Machine Learning with Exponential Families
Australian National University, 2004
Overview
Machine learning is an exciting new subject dealing with automatic recognition of patterns (e.g. automatic recognition of faces, postal codes on envelopes, speech recognition), prediction (e.g. predicting the stock market), datamining (e.g. finding good customers, fraudulent transactions), applications in bioinformatics (finding relevant genes, annotating the genome, processing DNA Microarray images), or internet-related problems (spam filtering, searching, sorting, network security). It is becoming a key area for technical advance and people skilled in this area are worldwide in high demand.
Formal Description
This unit introduces the fundamentals of machine learning, based on the unifying framework of exponential families. The course requires mathematical and computer skills. It will cover linear algebra and numerical mathematics techniques, linear classification, regression, mathematical programming, the Perceptron, Graphical Models, Boosting, density estimation, conditional random fields, Regression methods, Kernels and Regularization.
Presenters
- Prof. Stephane Canu
- Dr. Alexander J. Smola
- Dr. Vishy Vishwanathan
RSISE, Australian National University, Canberra, ACT 0200
Dates of the Course
The course will be held on May 4 – July 2, with lectures every Tuesday and Thursday at 2pm–4pm in the video conferencing facility of the Crisp lecture theater. Completion of the assignment sheets is optional, however I strongly encourage students to solve the problems.

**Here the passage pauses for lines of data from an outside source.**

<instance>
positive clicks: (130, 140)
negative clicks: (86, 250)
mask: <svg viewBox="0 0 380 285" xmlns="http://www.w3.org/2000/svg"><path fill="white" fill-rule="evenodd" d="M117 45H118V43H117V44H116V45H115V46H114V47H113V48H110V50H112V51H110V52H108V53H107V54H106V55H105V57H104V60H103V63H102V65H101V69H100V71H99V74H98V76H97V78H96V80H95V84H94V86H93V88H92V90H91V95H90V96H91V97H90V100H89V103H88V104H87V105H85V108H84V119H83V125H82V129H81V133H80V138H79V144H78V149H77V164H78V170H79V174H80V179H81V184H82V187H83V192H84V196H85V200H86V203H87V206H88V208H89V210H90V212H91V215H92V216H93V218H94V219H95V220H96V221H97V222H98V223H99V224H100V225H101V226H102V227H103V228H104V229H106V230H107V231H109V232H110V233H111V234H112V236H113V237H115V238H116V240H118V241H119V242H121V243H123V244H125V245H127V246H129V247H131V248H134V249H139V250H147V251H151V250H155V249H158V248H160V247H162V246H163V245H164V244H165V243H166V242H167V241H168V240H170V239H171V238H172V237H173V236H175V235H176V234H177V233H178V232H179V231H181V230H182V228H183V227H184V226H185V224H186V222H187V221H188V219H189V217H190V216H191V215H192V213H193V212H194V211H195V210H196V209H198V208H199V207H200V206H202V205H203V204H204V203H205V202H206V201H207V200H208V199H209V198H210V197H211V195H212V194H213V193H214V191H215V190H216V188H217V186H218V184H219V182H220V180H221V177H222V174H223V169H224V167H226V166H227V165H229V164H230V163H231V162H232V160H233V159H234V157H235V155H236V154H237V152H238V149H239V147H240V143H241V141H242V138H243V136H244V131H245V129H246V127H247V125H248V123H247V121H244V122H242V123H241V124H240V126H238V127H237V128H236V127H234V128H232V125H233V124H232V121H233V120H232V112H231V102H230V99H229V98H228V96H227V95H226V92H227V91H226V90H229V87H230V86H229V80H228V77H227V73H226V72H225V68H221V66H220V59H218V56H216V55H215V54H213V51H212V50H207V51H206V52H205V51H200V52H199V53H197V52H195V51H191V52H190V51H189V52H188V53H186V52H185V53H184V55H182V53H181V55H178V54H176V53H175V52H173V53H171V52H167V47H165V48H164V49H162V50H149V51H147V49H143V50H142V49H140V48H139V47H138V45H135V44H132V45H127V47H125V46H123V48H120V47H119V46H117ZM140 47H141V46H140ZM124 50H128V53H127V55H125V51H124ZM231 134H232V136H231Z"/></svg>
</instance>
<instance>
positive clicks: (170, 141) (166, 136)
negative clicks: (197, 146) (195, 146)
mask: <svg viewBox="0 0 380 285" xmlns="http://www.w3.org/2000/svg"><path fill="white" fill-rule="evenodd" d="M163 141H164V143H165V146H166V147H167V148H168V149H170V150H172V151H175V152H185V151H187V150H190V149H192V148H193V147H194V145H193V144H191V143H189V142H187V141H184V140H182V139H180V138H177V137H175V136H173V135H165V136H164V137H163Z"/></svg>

The assessment will be in the form of oral exams, probably one week after the end of the lectures.
Prerequisites
- Fourier Transforms
- Linear Algebra (eigenvalues, matrix inverses, etc.)
- Programming skills if you want to apply the methods
The first week will be a quick refresher course in linear algebra and statistics.
Contents
Lectures
- Week 1: Introduction and Mathematical Basics (Lecture 1 and Lecture 2)
- Week 2: Density Estimation and Exponential Families (Lecture 3 and Lecture 4)
- Week 3: Kernels (Lecture 5)
- Week 4: Classification and Regression (Lecture 6)
- Week 5: Optimization (Lecture 7)
- Week 6: Graphical Models
- Week 7: Graphical Models
- Week 8: Conditional Random Fields
- Week 9: Boosting
Assignments
- Assignment 1: Introduction to conditional probabilities (Assignment 1)
- Assignment 2: Classical pattern recognition algorithms (Assignment 2)
- Assignment 3: Prior knowledge (Assignment 3)
Scribe Notes
- Each student is expected to scribe one or two lectures of Vishy.
- The LaTeX template to use is here.
- Use this file for definitions: Definitions.tex. Unless you really need it, do not define new definitions. Please discuss with Vishy before making changes to this file.
- Scribe notes are due 2 weeks after the lecture and are a part of your assessment.
Software
- MATLAB. Here is a quick start guide.
- SVLab Toolbox
- GCC. See Brian Kernighan’s tutorial or a list of other C tutorials.